I could say the same about pro-union comments. They are repeated every week here and reddit. The only thing I see is that it works in Sweden, or it works here but in a very niche industry. I haven't ever seen one plan where it could work for Software Engineers, that is my point.
Because it does work for software engineers. The PNW is full of places that hire software engineers that are unionized. It turns out software engineers are regular humans selling their labor to survive just like the rest of the peasants.
I never worked at a union workplace. However, I’ve worked with underperforming colleagues who were could not be fired for whatever reason. It was miserable.
So...there's nothing about unions specifically that makes underperforming colleagues un-fireable right?
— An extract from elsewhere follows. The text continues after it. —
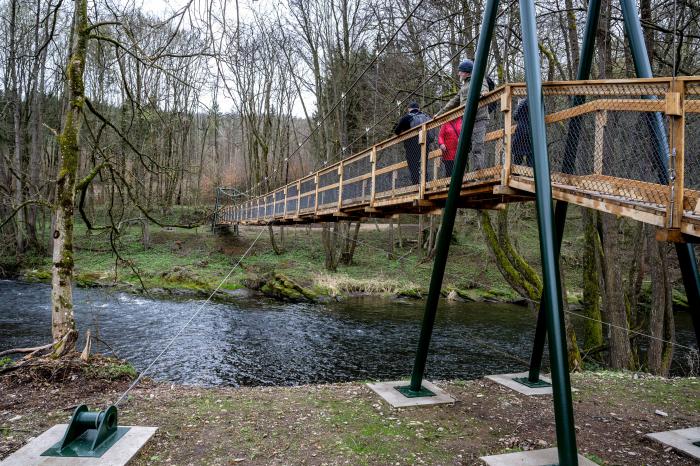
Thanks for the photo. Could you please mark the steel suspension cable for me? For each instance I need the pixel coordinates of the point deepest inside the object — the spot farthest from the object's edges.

Because you've seen that in non-union workplaces.
Union membership won't save Kylian Mbappe from being dropped to the bench if he doesn't score enough goals. His endorsement deals or his agent's influence might do it.
I don't know where it stems from, but I think it's harder to fire people in union shops. In a non-union shop, you have to work with the person, their manager, and HR to see if you can correct someone's performance, and if that does not work, let them go. At a union shop, I imagine someone from the union will also be involved in this process, and it's hard to imagine how this process would be made easier through the involvement of another person, who happens to hold a bias.
You'll forgive me for saying that you sound wildly underqualified to comment on the subject. I have worked in non-union shops and union shops. The union shops have a way better quality of life.
You're forgiven, but not correct re: me being under-qualified to comment. I have interacted with union shops and non-union shops and have 25 years of professional experience, so please don't be dismissive.
I've worked with union shops as clients and I've hit a surprising amount of friction due to things which seemed union related. Things like "that's not my job and we need XYZ to do it" and what seemed like people slacking at their job from the outside. I once needed a desk moved a few feet which required a power strip to be plugged into a different wall outlet, and was told we need to wait for the electricians. Risking the wrath and fallout, I did it myself.
I've also seen this kind of behavior at non-union shops, but it was less explicitly stated and it was relatively easy to do something about it.
I'm sure you're correct about the quality of life at union shops.